Ativarnashrami (Conversas, abril 2003) – Conversa no dia 5
Sábado, 5 de Abril de 2003
Quando se recebe suficiente instrução… o resto do trabalho… é tratar por todos os meios… de concentrar-se na sensação de si mesmo no peito… segui-la até sua origem… É algo espontâneo… Aí desaparece o ego e o mundo… desperto… E compreende-se que tudo é si mesmo…
Os pensamentos cessam aí… Não é algo que se deva esforçar… simplesmente ao prestar atenção à sensação… A sensação de si mesmo está no peito… Presta-se atenção… sente-se… agora… Não tem forma… não tem cor… Se surge algum pensamento… volta-se à atenção… E assim faz-se um estado de paz… o estado de paz que sempre é…
Não é preciso estar convencido de nada… A sensação de si mesmo não tem modelo… não se parece a nada… Não está descrita nos livros… não está nos livros… Está no peito… Sente-se patentemente… Se não se cessa a atenção a ela… todos os pensamentos terminam… Termina o ego… esquece-se do “eu”… Aí não há nada para compreender… nada para saber… nada para fazer… e nada para poder… Isso é entrega… e também aceitação…
Todos nascemos diariamente… Quando vamos dormir… vem o sono profundo e desaparece o ego… desaparece o mundo… Quer dizer… o ego e o mundo são a mesma coisa… Ninguém se propõe realizar-se no sono profundo… porque não há ego algum… Nem compreender… nem fazer nada… nem se reprova por não poder… O sono profundo é um estado que tem muito a ensinar… Plenamente disponível… sempre aberto… Fala por si só… É mais eloqüente que todos os livros…
Se durante a meditação… consegue-se… prestar atenção à própria sensação de ser… no peito… completamente desinibido… sem esperar nada… apenas presenciando… Se durante essa meditação… observa-se que os pensamentos se detêm… com eles também se detêm as representações… Com eles detêm-se o fazedor em nós… detém-se o compreensor… detém-se o que crê poder… o “podedor”… Isso é sono profundo em vigília… sono profundo desperto…
Então compreende-se… que tanto o ego quanto o mundo são apenas pensamento… que não há nada disso… desaparece… Sua origem está em si… e seu fim também…
Mas essa prática deve ser repetida… Não basta uma compreensão apenas mental… feita de pensamento… Trata-se mais de uma não-compreensão… De dizer a si mesmo… “Não quero saber mais”… Saber acaba… vem o sono profundo… e ninguém se propõe ali… “Eu sei… eu compreendo”… No entanto não se pode negar o próprio ser no sono profundo… Sobrevive ao estado de vigília e ao estado de sonho com sonhos… Sobrevive sem “eu”… sobrevive como felicidade apenas… sem experimentador… sem atividades… sem atos…

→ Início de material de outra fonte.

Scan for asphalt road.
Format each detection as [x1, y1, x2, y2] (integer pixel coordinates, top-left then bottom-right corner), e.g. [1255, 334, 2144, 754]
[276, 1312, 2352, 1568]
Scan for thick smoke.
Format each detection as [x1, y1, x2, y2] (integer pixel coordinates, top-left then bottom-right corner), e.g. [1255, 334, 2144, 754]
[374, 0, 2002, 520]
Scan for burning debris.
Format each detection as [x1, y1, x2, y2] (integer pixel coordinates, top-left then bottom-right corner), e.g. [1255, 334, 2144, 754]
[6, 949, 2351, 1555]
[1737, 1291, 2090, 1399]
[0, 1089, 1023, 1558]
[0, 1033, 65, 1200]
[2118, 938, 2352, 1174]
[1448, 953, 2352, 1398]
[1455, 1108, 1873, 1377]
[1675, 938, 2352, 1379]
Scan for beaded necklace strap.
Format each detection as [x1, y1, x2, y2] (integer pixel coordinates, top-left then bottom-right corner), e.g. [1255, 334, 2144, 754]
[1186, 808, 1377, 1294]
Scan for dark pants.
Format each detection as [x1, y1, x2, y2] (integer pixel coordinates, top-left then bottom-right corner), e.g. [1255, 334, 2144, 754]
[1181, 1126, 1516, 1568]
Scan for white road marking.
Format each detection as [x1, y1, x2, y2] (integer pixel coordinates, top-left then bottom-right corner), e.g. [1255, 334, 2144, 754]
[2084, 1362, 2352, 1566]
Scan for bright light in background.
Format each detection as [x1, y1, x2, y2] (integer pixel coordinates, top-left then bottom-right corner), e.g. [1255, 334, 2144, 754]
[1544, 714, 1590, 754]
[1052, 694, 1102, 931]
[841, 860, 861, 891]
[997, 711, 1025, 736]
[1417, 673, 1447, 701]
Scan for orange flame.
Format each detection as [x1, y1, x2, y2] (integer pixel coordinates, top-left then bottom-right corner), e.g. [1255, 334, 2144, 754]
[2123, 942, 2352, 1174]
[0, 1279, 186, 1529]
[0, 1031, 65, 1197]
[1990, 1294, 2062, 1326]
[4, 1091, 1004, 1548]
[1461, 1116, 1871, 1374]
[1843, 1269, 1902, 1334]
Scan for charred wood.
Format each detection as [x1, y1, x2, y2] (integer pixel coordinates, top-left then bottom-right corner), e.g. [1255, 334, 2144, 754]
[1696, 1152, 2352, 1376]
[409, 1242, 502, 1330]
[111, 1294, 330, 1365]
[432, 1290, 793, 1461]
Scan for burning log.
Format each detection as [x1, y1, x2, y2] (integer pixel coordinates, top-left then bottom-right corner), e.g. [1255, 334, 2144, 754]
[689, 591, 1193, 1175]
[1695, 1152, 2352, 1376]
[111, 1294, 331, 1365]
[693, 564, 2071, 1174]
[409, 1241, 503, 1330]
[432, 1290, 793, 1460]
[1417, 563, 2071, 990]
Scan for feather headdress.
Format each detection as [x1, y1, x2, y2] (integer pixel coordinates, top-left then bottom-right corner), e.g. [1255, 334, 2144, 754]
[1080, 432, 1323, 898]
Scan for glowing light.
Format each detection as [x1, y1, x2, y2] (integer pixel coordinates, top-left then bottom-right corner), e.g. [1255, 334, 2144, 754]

Tem que comprovar por si mesmo… Por isso todos os Mestres… recomendam sempre a meditação… porque é um trabalho que eles não podem fazer… E porque deve ficar consigo mesmo… para compreender que tudo é pensamento… e ver-se sem ele… palpavelmente… não como uma ideia… Ver como efetivamente… na medida em que se atende… se presta atenção à sensação de si mesmo… Na medida em que se está totalmente… atento… a essa sensação de si mesmo… nessa medida os pensamentos não estão… Nem as propensões… nem as inclinações… nem a identidade “eu sou o corpo”… Mergulhado nesta meditação… frequentemente sobrevém o sono… o sono profundo… Inadvertidamente esquece-se de tudo sem ter se deitado para dormir… mas tendo se posto a meditar… Seu estado é então felicidade… felicidade como a do sono profundo… Esquecimento e ausência de tudo… Isso está sempre disponível… a qualquer hora do dia ou da noite… É o que sustenta tudo… Esse todo aparentemente exterior… no qual está incluído o pensamento “eu sou o corpo” não é mais que isso… pensamento… Como um pensamento pode tomar… esta aparência de vigência?…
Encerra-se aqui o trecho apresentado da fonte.